# Case 580C Manual shuttle shifting malfunction



## lonetech05 (Jun 9, 2012)

I am working on manual shuttle shift that was stalling the engine when forward was selected. When neutral was selected it was in reverse.
I pulled the shuttle shifter and found that the forward/reverse synchros were damaged and if I slid the synchro forward I could not turn the input shaft by hand and the input pinion shaft would want to tilt upwards like a bearing or bushing was severely worn.
Upon disassembling I found that the synchro retainer spring for the three guides/keys on the reverse side was broken as well as the severely worn brass synchros.
I also found that the needle bearing that is supposed to be in the input pinion shaft was gone.
Ordered the necessary parts, cleaned up the rough edges and reassembled. 
The problem I have now is I cannot turn the input shaft in forward or reverse.
Neutral I can spin it. Did I miss something? I don't have a lot of experience with this equipment.


----------



## RC Wells (Dec 26, 2008)

My presumption is the shuttle unit shown here (and subsequent three pages) is the same as yours: http://www.epsstore.com/index.php/transmission/shuttles/case-shuttles/case-power-shuttle.html

If that is the situation, the unit must be assembled and installed, then pressurized by the hydraulic system to release the clutch packs to have forward and reverse function.


----------



## lonetech05 (Jun 9, 2012)

Thanks for the replay RC Wells. I have a manual shuttle as pictured here:

https://www.colemanequip.com/parts/...E-INPUT-GEAR-2-SPEED-MECHANICAL-SHUTTLE-0Ynv/

I am going to install it and see how it goes. I have completely disassembled the shuttle and inspected all bearings and gears and replaced what was damaged. The only thing that I didn't replace due to cost was the input pinion shaft/gear or the output pinion shaft gear. The guide teeth are a little chewed up but I filed the ridges off the sides so that the synchro sleeve wouldn't clash. I have smooth engagement in both directions.


----------



## RC Wells (Dec 26, 2008)

That should turn freely. Check the slider on your range output shaft, sounds like it is missing a ring or snap ring on the two speed allowing the slider to engage two gears at once.


----------



## lonetech05 (Jun 9, 2012)

Okay I will look for that. I do have to mention that I had the range box and the shuttle box separate and the shaft still locks up.
Before I took it apart it would only lock in forward and now it locks in forward and reverse. 
I took the lone idler gear out that attached to the front of the box below the input shaft and now it spins free in forward and reverse. 
I wonder if I accidentally put the idler in backward?


----------



## RC Wells (Dec 26, 2008)

By idler, do you mean the gear on the countershaft? If so blow that diagram up so you can see the gear, bearing and snap ring, that assembly fits on the shaft exactly as in the parts diagram. 

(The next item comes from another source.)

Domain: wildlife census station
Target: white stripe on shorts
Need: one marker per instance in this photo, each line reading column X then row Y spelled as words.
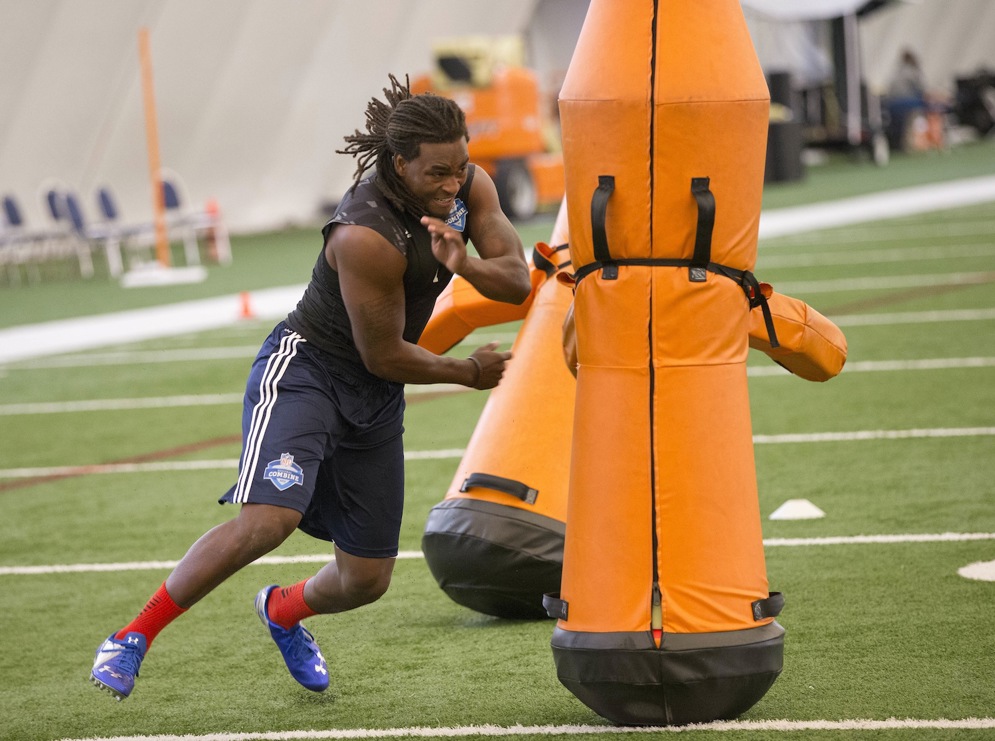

With the entire assembly out of the tractor the range shift collar should allow you to shift ranges and shift the reverser hub and sleeve assembly from forward to neutral by hand without a glitch.

If one of those three bits referred to as plates, #18, is not fully seated the ring, #17, will lock forward and reverse.

Also be sure both shift rail detent balls and springs are functioning so it does not end up engaging two gears at once.


----------